Andreas Barth suggests that regarding research from a molecular viewpoint reveals the big picture

A scientist considering a research field might ask some of the following questions: ‘What opportunities exist? How large is the field? How much literature is available? How many compounds are known? Are there any new compounds that have not been investigated yet? How can I find potential research partners?’

Traditionally, these questions can be addressed using bibliometrics – citation and publication data. But this is far from perfect: citation counts are biased in several ways, and they are incomplete and error-prone. Furthermore, citations are difficult to categorise with regard to subjects and research topics.

An alternative is offered by looking instead at compounds. Just as the mention of relevant publications within a paper produces the citation data of bibliometrics, the mention of chemical compounds can be used in a similar way. 

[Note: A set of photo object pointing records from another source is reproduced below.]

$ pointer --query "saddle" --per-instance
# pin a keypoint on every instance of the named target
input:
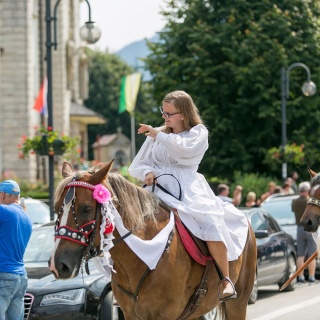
(197, 248)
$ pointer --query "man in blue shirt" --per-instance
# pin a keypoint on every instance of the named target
(15, 232)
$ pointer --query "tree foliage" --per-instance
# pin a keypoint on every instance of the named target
(228, 56)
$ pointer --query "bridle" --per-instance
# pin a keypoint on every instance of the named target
(85, 234)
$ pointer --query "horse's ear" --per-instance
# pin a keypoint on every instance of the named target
(312, 173)
(101, 174)
(67, 169)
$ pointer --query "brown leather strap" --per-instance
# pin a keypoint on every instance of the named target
(198, 294)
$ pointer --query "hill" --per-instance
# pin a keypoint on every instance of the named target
(134, 52)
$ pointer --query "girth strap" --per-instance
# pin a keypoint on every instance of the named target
(198, 295)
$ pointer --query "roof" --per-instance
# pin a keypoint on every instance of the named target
(85, 115)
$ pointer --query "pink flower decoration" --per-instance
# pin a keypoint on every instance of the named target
(101, 193)
(108, 228)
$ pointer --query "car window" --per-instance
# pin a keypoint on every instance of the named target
(38, 212)
(281, 211)
(40, 245)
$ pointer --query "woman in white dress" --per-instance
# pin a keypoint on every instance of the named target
(171, 155)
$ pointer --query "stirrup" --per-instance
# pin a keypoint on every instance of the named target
(232, 296)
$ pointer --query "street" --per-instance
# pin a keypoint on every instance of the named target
(302, 303)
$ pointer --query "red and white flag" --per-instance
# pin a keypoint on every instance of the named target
(40, 104)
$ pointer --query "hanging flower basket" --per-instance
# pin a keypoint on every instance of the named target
(47, 142)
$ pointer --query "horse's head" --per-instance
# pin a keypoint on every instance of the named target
(310, 219)
(77, 227)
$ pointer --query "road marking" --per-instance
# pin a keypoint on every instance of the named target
(285, 311)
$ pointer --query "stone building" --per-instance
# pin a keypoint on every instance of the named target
(22, 70)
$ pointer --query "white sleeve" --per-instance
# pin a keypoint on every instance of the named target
(143, 163)
(187, 149)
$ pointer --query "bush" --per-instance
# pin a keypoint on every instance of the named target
(252, 182)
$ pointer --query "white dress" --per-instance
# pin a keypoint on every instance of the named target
(204, 214)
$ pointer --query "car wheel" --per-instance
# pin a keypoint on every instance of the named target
(212, 315)
(292, 267)
(254, 294)
(106, 308)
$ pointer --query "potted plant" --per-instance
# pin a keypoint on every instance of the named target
(47, 142)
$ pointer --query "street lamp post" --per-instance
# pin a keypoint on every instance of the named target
(90, 33)
(308, 89)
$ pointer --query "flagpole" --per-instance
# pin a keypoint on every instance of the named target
(133, 136)
(49, 100)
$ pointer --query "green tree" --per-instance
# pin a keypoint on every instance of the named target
(228, 56)
(105, 73)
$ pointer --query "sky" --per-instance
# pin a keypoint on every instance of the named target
(123, 21)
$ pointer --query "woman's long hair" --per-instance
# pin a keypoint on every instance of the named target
(184, 104)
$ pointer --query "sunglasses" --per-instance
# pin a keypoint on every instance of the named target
(166, 114)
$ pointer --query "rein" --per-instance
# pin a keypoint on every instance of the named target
(85, 234)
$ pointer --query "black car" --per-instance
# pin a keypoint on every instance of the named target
(276, 254)
(84, 297)
(279, 206)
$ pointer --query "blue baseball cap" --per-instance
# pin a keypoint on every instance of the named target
(10, 187)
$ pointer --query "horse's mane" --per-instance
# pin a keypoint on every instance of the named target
(315, 180)
(136, 205)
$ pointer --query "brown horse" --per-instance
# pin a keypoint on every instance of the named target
(162, 293)
(311, 216)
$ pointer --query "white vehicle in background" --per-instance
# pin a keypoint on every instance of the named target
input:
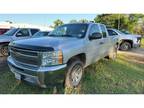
(126, 41)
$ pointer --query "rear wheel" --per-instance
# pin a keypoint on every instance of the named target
(74, 75)
(4, 50)
(125, 46)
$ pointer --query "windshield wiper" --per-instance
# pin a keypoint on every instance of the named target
(68, 35)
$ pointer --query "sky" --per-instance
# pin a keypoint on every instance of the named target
(44, 19)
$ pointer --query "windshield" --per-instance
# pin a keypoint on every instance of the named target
(11, 32)
(39, 34)
(70, 30)
(126, 32)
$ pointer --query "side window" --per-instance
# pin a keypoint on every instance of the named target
(33, 31)
(103, 31)
(94, 30)
(112, 33)
(23, 33)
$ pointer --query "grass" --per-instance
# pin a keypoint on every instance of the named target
(103, 77)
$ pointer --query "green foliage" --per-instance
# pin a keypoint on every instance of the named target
(73, 21)
(129, 22)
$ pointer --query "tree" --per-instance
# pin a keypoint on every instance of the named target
(120, 21)
(83, 21)
(73, 21)
(57, 23)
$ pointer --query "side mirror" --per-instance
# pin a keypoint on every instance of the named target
(95, 36)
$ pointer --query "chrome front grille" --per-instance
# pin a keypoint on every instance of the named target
(25, 56)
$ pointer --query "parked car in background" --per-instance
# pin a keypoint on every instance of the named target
(15, 34)
(126, 40)
(3, 30)
(41, 34)
(70, 47)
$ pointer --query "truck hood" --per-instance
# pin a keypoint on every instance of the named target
(51, 42)
(5, 38)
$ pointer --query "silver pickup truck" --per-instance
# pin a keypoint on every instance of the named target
(126, 41)
(70, 47)
(14, 34)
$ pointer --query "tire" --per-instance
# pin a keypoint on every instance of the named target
(74, 73)
(4, 50)
(125, 46)
(113, 53)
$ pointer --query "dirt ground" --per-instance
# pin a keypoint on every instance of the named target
(135, 55)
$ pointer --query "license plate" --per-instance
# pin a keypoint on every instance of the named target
(18, 76)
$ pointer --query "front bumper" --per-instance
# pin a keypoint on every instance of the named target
(42, 76)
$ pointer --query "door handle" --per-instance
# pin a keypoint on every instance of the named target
(101, 43)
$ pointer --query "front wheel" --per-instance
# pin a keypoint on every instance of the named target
(113, 53)
(74, 73)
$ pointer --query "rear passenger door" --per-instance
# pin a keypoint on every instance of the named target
(105, 41)
(94, 45)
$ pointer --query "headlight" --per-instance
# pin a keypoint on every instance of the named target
(52, 58)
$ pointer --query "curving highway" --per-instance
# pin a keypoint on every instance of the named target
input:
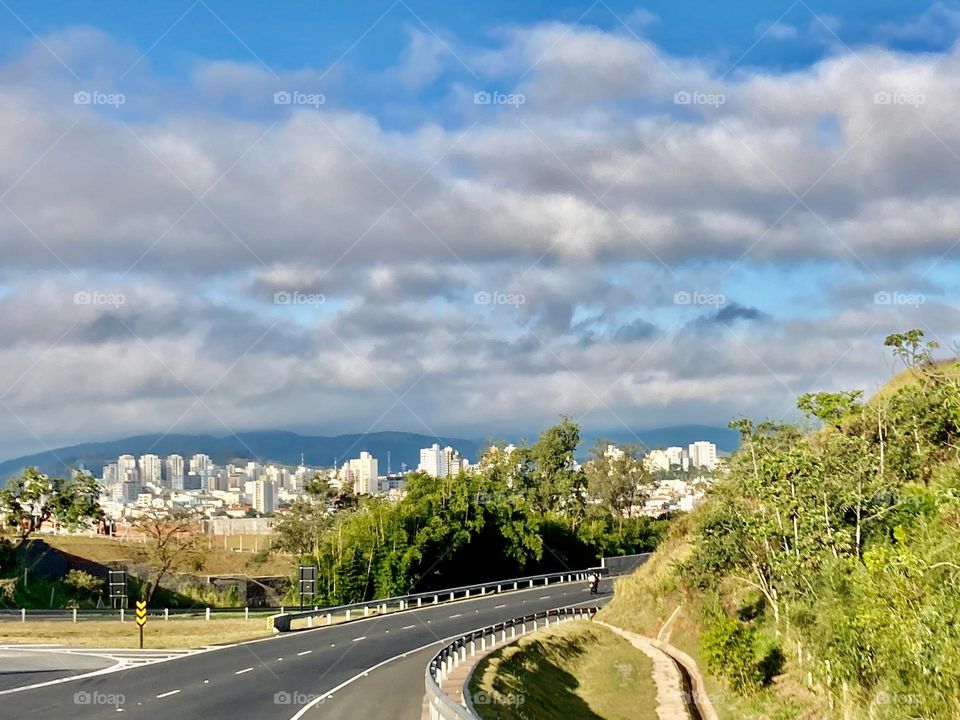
(307, 674)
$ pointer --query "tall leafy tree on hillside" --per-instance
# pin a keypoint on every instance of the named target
(32, 500)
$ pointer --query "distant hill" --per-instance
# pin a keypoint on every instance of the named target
(285, 447)
(269, 446)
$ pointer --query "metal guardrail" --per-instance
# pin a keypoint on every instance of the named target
(442, 706)
(283, 621)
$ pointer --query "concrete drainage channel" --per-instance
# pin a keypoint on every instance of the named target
(448, 673)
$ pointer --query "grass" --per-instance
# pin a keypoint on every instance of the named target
(176, 633)
(217, 559)
(576, 670)
(644, 600)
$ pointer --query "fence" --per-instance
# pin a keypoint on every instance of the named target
(283, 621)
(442, 706)
(623, 564)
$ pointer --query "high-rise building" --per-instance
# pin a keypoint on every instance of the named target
(173, 477)
(362, 473)
(200, 462)
(264, 496)
(703, 454)
(439, 462)
(675, 455)
(127, 468)
(150, 469)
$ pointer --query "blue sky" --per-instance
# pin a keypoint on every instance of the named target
(469, 218)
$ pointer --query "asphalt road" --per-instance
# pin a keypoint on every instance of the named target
(278, 677)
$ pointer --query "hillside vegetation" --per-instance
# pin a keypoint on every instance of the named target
(821, 578)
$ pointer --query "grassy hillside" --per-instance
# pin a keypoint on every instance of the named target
(820, 578)
(577, 670)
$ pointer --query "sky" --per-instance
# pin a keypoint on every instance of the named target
(465, 219)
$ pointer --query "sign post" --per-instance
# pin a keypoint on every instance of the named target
(118, 589)
(308, 583)
(141, 618)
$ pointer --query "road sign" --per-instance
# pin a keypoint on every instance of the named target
(308, 583)
(141, 618)
(117, 591)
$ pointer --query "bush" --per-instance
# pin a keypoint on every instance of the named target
(731, 649)
(83, 583)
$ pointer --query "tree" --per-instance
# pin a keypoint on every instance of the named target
(33, 499)
(173, 542)
(617, 479)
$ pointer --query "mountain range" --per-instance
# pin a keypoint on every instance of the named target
(286, 447)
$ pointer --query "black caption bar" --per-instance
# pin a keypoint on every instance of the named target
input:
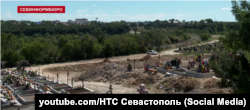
(150, 101)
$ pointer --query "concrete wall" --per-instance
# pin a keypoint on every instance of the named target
(90, 91)
(22, 101)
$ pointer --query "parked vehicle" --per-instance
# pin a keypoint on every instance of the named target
(152, 52)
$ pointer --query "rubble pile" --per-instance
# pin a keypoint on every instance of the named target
(103, 74)
(184, 84)
(106, 61)
(115, 73)
(147, 57)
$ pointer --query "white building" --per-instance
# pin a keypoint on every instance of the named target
(82, 21)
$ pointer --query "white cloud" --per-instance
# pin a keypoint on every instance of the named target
(81, 11)
(179, 15)
(159, 16)
(7, 15)
(99, 11)
(117, 12)
(96, 15)
(121, 15)
(225, 8)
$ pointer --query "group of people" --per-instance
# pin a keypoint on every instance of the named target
(203, 66)
(176, 62)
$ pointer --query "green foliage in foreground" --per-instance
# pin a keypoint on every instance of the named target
(236, 73)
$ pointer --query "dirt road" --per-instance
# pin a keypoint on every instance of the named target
(99, 87)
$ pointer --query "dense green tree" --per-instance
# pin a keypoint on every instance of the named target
(236, 72)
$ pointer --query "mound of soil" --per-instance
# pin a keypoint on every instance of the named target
(184, 84)
(115, 73)
(147, 57)
(106, 61)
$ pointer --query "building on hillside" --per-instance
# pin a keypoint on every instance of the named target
(56, 21)
(38, 22)
(66, 24)
(71, 22)
(17, 22)
(81, 21)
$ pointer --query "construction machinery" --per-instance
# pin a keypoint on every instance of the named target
(191, 64)
(150, 70)
(204, 68)
(142, 89)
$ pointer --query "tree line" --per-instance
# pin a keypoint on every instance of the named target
(49, 48)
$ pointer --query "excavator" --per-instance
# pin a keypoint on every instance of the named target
(203, 68)
(27, 87)
(142, 89)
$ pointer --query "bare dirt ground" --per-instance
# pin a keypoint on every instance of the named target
(101, 87)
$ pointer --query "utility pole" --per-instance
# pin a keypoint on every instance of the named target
(72, 82)
(83, 83)
(67, 77)
(134, 64)
(57, 77)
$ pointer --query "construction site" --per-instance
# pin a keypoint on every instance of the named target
(172, 73)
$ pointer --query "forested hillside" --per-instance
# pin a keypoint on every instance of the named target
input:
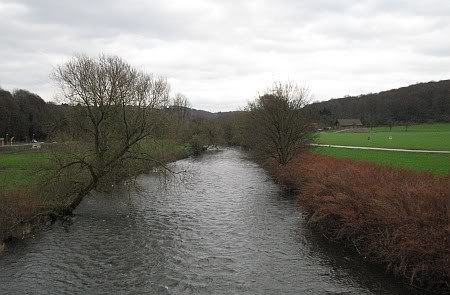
(23, 115)
(422, 102)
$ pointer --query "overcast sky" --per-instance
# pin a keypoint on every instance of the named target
(222, 53)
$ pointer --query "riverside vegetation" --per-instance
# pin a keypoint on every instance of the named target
(119, 122)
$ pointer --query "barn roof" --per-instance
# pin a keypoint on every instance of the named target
(349, 122)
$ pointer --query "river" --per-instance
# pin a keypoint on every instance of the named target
(220, 227)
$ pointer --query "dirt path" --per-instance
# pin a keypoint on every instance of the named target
(380, 149)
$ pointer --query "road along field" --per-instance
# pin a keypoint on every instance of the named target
(424, 137)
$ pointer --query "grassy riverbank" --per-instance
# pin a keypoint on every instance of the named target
(395, 217)
(24, 172)
(421, 136)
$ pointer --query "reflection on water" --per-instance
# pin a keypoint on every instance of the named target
(221, 227)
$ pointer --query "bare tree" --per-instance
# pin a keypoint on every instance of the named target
(181, 105)
(277, 126)
(115, 107)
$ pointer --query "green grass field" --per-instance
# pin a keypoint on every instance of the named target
(424, 136)
(20, 170)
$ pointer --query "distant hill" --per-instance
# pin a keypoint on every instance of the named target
(422, 102)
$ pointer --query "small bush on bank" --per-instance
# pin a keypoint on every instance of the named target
(395, 217)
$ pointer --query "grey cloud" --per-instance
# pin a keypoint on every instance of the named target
(221, 53)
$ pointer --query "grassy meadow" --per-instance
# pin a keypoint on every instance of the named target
(23, 173)
(424, 136)
(20, 170)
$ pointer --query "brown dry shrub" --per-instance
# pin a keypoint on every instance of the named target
(395, 217)
(15, 208)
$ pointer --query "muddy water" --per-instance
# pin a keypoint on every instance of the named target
(221, 227)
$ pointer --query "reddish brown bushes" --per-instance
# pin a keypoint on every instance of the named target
(396, 217)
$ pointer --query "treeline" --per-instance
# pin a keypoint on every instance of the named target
(422, 102)
(24, 115)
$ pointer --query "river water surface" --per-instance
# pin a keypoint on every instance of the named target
(221, 227)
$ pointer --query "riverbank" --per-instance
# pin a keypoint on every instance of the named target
(23, 173)
(394, 217)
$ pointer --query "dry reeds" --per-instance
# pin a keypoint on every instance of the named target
(395, 217)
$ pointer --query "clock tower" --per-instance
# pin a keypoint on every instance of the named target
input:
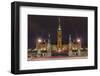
(59, 37)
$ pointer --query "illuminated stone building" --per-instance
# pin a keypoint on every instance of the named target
(47, 47)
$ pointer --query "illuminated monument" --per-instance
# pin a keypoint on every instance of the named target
(45, 47)
(59, 37)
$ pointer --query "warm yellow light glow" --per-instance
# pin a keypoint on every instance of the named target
(78, 40)
(39, 40)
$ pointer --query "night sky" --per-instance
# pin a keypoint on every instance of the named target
(40, 26)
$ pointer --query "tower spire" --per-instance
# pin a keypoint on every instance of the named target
(59, 36)
(59, 26)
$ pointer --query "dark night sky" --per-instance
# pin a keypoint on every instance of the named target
(40, 26)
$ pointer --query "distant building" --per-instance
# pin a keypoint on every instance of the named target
(47, 46)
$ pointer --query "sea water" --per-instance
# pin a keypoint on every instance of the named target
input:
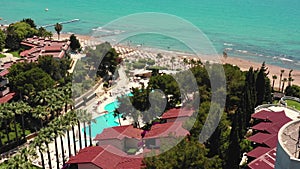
(253, 29)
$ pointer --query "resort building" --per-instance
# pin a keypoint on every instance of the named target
(104, 157)
(163, 132)
(5, 94)
(37, 46)
(177, 114)
(288, 148)
(122, 137)
(265, 136)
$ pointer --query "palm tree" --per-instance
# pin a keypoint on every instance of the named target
(72, 122)
(117, 114)
(55, 128)
(21, 108)
(38, 142)
(89, 118)
(5, 118)
(61, 133)
(280, 79)
(58, 28)
(290, 79)
(274, 77)
(283, 82)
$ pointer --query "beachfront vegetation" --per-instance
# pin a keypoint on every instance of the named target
(75, 44)
(293, 90)
(228, 141)
(294, 104)
(28, 79)
(2, 55)
(2, 40)
(16, 32)
(58, 28)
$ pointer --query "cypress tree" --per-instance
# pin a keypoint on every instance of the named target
(233, 152)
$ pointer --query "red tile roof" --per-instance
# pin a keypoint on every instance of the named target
(271, 127)
(258, 151)
(119, 133)
(165, 129)
(266, 161)
(269, 140)
(107, 157)
(40, 46)
(7, 97)
(4, 72)
(174, 113)
(269, 115)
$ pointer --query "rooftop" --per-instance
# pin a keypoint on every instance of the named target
(41, 46)
(120, 132)
(174, 113)
(288, 137)
(165, 129)
(266, 161)
(7, 97)
(107, 157)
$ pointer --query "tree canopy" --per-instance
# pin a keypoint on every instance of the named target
(75, 44)
(18, 31)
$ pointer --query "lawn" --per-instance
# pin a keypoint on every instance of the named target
(293, 104)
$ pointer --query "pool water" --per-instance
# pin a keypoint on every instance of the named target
(106, 120)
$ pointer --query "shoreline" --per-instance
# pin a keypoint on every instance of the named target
(242, 63)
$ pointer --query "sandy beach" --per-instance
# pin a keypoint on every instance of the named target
(242, 63)
(273, 70)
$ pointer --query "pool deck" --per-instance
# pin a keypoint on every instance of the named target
(122, 87)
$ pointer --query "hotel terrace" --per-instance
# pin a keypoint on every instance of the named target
(36, 47)
(268, 123)
(125, 146)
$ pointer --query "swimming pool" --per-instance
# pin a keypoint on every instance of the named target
(106, 120)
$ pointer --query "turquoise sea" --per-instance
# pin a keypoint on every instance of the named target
(253, 29)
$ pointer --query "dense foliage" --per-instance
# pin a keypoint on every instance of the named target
(293, 91)
(29, 78)
(228, 140)
(2, 40)
(75, 44)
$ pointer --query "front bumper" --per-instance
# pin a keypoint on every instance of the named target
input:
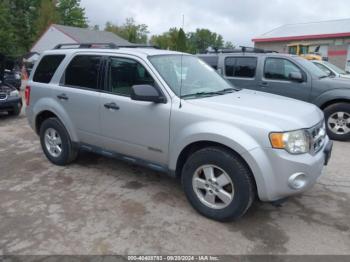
(11, 103)
(275, 169)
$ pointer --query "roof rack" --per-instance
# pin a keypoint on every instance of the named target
(100, 45)
(242, 49)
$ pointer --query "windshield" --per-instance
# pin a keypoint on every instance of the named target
(197, 78)
(334, 68)
(311, 67)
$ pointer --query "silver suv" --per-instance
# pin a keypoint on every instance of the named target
(172, 112)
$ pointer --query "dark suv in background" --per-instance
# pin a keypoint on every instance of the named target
(291, 76)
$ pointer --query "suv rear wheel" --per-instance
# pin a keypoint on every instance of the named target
(218, 184)
(338, 121)
(56, 143)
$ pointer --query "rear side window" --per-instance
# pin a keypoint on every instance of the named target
(279, 69)
(240, 66)
(83, 71)
(47, 68)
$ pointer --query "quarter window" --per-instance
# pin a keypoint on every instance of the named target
(279, 69)
(47, 68)
(240, 66)
(83, 71)
(124, 73)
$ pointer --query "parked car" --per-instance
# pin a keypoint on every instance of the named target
(290, 76)
(10, 99)
(13, 78)
(331, 70)
(227, 145)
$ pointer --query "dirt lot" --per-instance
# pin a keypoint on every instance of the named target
(102, 206)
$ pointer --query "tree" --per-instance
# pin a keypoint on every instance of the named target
(7, 31)
(181, 41)
(134, 33)
(47, 15)
(200, 40)
(71, 13)
(167, 40)
(229, 44)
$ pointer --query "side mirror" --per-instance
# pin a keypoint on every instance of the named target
(296, 76)
(146, 93)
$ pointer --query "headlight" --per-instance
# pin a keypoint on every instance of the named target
(14, 93)
(294, 142)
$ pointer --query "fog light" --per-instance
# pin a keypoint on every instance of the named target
(297, 181)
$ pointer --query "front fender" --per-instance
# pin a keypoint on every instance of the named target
(212, 131)
(49, 104)
(334, 94)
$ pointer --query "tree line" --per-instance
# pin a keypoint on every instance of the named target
(23, 21)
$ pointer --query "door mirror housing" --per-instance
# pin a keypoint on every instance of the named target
(296, 76)
(146, 93)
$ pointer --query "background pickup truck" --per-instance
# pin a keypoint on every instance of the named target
(290, 76)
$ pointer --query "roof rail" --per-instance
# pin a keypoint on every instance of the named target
(100, 45)
(242, 49)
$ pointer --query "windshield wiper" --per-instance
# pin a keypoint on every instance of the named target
(228, 90)
(202, 94)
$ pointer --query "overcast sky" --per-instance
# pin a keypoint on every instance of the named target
(237, 21)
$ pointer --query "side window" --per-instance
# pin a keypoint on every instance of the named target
(323, 68)
(279, 69)
(83, 71)
(123, 73)
(47, 68)
(241, 66)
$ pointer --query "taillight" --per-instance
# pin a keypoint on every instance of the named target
(27, 95)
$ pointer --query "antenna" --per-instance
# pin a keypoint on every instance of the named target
(180, 105)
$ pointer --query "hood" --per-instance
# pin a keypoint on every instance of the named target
(347, 76)
(258, 108)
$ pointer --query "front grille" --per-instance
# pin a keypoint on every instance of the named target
(3, 96)
(317, 137)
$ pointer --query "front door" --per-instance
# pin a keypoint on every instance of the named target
(275, 79)
(133, 128)
(79, 95)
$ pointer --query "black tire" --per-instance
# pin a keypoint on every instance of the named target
(235, 168)
(69, 152)
(331, 110)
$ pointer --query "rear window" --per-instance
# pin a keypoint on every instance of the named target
(47, 68)
(83, 72)
(240, 66)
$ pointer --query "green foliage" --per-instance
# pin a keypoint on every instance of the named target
(134, 33)
(71, 13)
(7, 37)
(229, 44)
(193, 42)
(47, 15)
(166, 40)
(200, 40)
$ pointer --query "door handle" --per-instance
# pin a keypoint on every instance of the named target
(112, 106)
(264, 84)
(62, 97)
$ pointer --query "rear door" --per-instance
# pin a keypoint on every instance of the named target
(241, 71)
(275, 79)
(133, 128)
(79, 95)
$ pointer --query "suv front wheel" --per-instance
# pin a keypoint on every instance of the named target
(338, 121)
(218, 184)
(56, 143)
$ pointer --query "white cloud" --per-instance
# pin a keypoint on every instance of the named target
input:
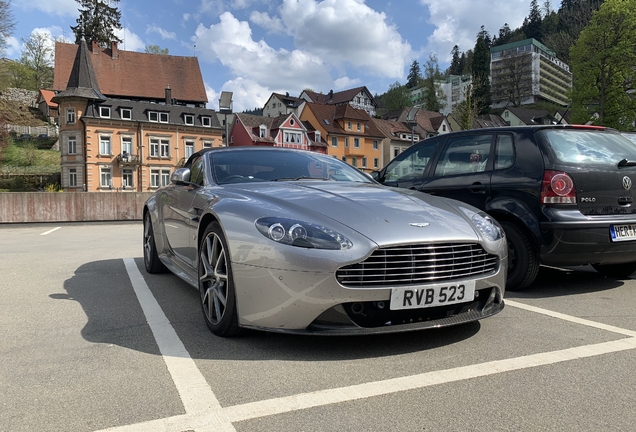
(230, 42)
(346, 83)
(349, 32)
(57, 7)
(153, 28)
(130, 41)
(459, 21)
(262, 19)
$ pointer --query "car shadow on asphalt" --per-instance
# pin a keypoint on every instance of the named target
(114, 316)
(566, 281)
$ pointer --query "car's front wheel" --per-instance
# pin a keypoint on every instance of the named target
(619, 271)
(523, 260)
(216, 283)
(151, 259)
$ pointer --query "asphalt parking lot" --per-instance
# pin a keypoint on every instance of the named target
(91, 342)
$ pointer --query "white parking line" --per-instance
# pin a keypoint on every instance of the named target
(50, 231)
(204, 413)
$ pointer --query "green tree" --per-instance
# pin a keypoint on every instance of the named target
(397, 97)
(156, 49)
(7, 23)
(603, 60)
(434, 99)
(37, 56)
(97, 22)
(481, 72)
(413, 79)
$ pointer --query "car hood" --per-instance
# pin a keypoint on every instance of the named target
(384, 215)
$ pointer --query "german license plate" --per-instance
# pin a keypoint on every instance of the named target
(623, 232)
(432, 295)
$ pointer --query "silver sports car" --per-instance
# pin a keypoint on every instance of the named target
(298, 242)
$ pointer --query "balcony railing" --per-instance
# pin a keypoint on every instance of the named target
(128, 159)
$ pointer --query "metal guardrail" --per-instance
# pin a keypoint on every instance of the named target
(29, 170)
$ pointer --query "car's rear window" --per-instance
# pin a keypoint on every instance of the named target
(589, 147)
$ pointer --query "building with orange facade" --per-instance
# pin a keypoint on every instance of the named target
(128, 119)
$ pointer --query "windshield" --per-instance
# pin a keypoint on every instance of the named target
(258, 165)
(571, 146)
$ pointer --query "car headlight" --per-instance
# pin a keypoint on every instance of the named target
(302, 234)
(487, 226)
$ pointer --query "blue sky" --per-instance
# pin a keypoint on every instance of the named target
(255, 47)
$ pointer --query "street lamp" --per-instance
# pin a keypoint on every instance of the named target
(225, 107)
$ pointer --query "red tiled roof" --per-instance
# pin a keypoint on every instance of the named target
(134, 74)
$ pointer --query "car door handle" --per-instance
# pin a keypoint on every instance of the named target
(477, 188)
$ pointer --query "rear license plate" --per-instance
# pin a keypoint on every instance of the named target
(623, 232)
(432, 295)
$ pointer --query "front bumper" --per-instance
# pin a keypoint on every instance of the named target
(315, 303)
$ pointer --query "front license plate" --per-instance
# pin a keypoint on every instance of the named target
(623, 232)
(432, 295)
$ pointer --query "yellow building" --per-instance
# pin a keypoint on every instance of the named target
(123, 126)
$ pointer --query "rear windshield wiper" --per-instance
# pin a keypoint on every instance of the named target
(625, 162)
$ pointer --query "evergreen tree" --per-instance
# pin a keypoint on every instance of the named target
(455, 66)
(7, 23)
(603, 60)
(481, 72)
(414, 76)
(97, 22)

Many fields of research, particularly in chemistry and materials, are heavily focused on chemical compounds – sometimes a single compound. The number of compounds in a particular compound class, and the associated publications, can therefore be a measure of research activity and scientific weight. Compounds are unambiguous, easy to categorise and can be accessed precisely via molecular and structural formulae or substructures. In short, instead of counting publications and citations, we count and map chemical compounds.  

Hot spots and gaps

By analysing research fields using chemistry databases and combining compound and literature information, we can obtain a richer, more informative and useful picture of the research landscape.1,2 In such ‘chemical bibliometrics’, we can define a research field in various ways: the elements of a compound, chemical structure, or even key words. Using existing chemical databases with high-level intellectual indexing and standardisation, we can obtain a reliable (large) set of chemical compounds that match the definition of the research field. The answer set can be further augmented with additional descriptors or by combining the compound set with other data, such as numeric properties from experiments or theoretical calculations.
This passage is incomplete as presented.